Feitas as despedidas, bati com os olhos no relógio carcereiro e meu coração gelou no peito. Faltavam dez para a meia noite. Não pense você que meu susto se devesse à hora, que por algum motivo inexplicável, o costume fizera funesta. Sobrevivente calejado do século vinte e um, temia mais os lugares comuns que as armações da imaginação. Sou da época em que os assaltantes e os uniformizados metiam muito mais medo que os pobres ossos cobertos por um lençol. Teria de andar por mais de uma hora, noite adentro, até conseguir chegar em casa e as ruas da cidade durante a madrugada não são os lugares mais agradáveis ou mais saudáveis para se frequentar.
Tal pensamento fez com que minhas passadas se transformassem em uma corrida quase que assustada.

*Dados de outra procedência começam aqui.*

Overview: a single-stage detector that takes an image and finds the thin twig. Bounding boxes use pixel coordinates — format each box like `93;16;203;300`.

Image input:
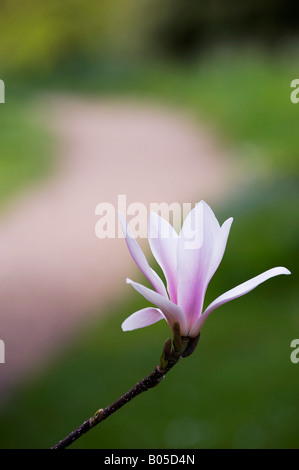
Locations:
52;330;202;449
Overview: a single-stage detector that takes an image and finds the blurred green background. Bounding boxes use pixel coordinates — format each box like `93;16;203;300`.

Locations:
0;0;299;449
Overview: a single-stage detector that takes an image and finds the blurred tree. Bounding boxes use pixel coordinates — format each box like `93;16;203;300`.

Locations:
0;0;299;74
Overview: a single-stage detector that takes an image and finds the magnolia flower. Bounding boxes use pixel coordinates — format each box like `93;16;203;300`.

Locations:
119;201;291;338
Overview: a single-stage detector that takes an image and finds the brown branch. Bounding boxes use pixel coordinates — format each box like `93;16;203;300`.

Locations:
52;327;199;449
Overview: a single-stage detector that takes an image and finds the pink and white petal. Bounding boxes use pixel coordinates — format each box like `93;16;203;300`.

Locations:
177;201;220;329
148;212;179;303
190;267;291;337
121;307;165;331
118;212;168;297
127;279;188;336
207;217;234;283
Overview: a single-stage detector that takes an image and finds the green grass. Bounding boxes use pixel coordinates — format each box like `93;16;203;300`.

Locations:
0;94;51;210
0;178;299;449
0;46;299;449
40;47;299;176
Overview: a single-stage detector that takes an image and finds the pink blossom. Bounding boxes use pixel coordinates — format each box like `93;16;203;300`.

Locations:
119;201;291;338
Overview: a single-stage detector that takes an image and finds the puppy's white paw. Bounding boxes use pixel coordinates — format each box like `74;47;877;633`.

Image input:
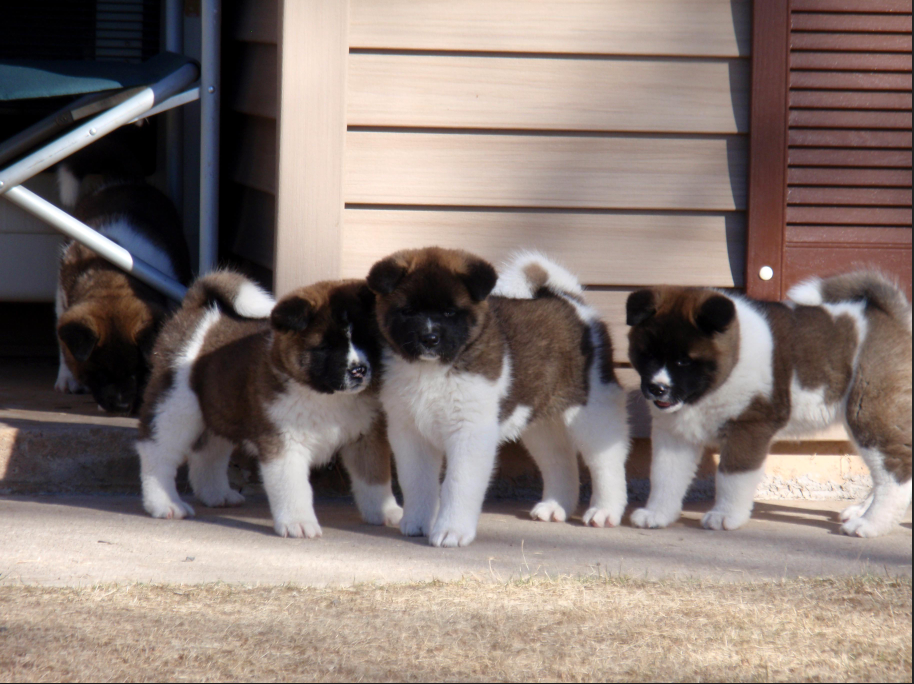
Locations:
144;500;194;520
838;500;870;522
841;517;895;538
584;508;620;527
701;509;751;530
273;520;323;539
197;487;244;508
530;499;568;522
428;525;476;548
632;508;679;529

Era uma noite quente, sufocante. Nas janelas das casas dos arredores uma luzinha de aconchego fazia com que eu ansiasse ainda mais por estar entre as minhas paredes. O silêncio em envolvia como uma cúpula, filtrando os ruídos quase que fantasmagóricos, de tão distantes, que repercutiam pela noite afora.
Aquela não era mais a hora das crianças, adormecidas ou simplesmente hipnotizadas em frente à televisão. Nem a hora dos namorados que se protegiam nas sombras em seu apalpamento do mundo. Nada havia além de meus passos e uma calçada longa e solitária que ia até a avenida, muito mais distante do que eu gostaria.
O longo muro do cemitério me acompanhou por todo o meu trajeto até que eu me deparei com os seus portões estranhamente entreabertos. Normalmente estavam fechados àquelas horas. O relógio gritou que tinha pouco mais que sete minutos para estar no ponto de ônibus. Talvez, instado pelo desespero, uma idéia sibilou em minha cabeça. Se atravessasse o cemitério, conseguiria chegar a tempo de economizar as solas de meus sapatos e não perder minhas preciosas horas de sono. Arquitetando o plano, faltou-me, no entanto, a coragem para executá-lo.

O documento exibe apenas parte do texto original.